FN: tout ça... pour ça! La très étonnante évolution du Front dit "National"

Élection présidentielle française



FN: tout ça... pour ça! La très étonnante évolution du Front dit "National"
Anne Kling* - "Le 16 janvier 2011, la fille du chef du Front national, Marine Le Pen, accédait officiellement à la présidence du mouvement. Son élection ne fut guère une surprise, tant les médias avaient déjà fait leur choix. Certes, à proprement parler, ce ne furent pas eux qui votèrent, mais les adhérents. Des adhérents qui avaient été au préalable soigneusement conditionnés par un matraquage médiatique intense au bénéfice de la seule candidate souhaitée. Et ce, durant des années. Au détriment de son challenger à qui l’on fit jouer le rôle de muet du sérail.

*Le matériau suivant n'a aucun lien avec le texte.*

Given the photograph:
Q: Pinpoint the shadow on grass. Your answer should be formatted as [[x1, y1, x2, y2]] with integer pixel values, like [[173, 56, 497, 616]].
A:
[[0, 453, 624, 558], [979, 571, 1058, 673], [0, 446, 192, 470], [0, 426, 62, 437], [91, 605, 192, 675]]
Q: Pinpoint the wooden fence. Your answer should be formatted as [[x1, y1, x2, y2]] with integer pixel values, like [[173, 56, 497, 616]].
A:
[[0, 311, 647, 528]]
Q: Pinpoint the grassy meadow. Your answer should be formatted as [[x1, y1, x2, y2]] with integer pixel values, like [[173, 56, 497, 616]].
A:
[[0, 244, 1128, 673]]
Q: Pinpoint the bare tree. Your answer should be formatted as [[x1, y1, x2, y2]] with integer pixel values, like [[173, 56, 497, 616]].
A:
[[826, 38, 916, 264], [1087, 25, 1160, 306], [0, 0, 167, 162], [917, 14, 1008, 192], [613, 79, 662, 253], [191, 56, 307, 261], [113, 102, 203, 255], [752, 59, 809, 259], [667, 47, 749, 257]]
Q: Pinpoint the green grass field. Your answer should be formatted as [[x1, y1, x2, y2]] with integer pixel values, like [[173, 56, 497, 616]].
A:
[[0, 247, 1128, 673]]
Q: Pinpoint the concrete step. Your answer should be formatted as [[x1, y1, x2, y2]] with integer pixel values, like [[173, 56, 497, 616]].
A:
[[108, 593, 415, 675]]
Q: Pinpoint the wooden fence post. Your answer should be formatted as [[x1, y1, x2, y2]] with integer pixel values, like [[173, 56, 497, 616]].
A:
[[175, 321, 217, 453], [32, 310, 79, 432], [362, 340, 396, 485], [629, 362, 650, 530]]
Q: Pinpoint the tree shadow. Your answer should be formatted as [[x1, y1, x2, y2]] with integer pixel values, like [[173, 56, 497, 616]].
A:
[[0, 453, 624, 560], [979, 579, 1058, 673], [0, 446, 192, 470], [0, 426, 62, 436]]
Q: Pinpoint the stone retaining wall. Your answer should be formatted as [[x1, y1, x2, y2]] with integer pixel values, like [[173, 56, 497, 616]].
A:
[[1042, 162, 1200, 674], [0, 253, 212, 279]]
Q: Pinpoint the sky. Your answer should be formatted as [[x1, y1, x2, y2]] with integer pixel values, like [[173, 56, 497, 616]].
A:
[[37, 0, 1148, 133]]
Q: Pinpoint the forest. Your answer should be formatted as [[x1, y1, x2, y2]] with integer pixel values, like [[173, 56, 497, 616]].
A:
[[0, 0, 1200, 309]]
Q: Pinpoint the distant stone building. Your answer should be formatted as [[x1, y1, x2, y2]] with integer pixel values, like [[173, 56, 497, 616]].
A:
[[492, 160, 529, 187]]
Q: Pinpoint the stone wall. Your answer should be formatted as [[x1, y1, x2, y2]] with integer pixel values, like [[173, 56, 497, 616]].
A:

Loin d’être inopinée, cette apothéose avait été préparée de très longue date, tant à l’intérieur du FN qu’à l’extérieur. Il fallait à tout prix que la fille du président prît la succession. Et le système fit le nécessaire à cet égard. Ce terme de système, qui reviendra très régulièrement par la suite, mérite d’être explicité dès maintenant pour éviter d’avoir à y revenir plus tard. Par système sont entendus l’ensemble des pouvoirs politique, médiatique et associatif qui, essentiellement depuis l’avènement de la gauche au pouvoir en 1981, marchent main dans la main pour défendre et promouvoir de toutes les façons possibles une certaine idée de la société et de la France. Une certaine idée de gauche naturellement car ce n’est pas faire injure aux médias que de constater globalement leur forte adhésion à ses objectifs: promotion du mondialisme et du métissage généralisé, immigration systématiquement présentée comme une « chance pour la France », valeurs traditionnelles bafouées et quasi criminalisées, au profit de la seule idéologie libérale-libertaire, dite « progressiste ».
S’il pouvait exister avant 1981 une presse considérée comme plutôt à droite, elle a vite subi la contagion de la pensée unique et s’est mise elle aussi à développer les mêmes thèmes, quasiment sur le même mode. Le système a agi comme un rouleau compresseur pour niveler toutes les pensées, rendues obligatoirement conformes, et les restituer un peu partout de la même façon. Inutile d’aller chercher plus loin la désaffection réelle des lecteurs à l’égard de la presse-Pravda.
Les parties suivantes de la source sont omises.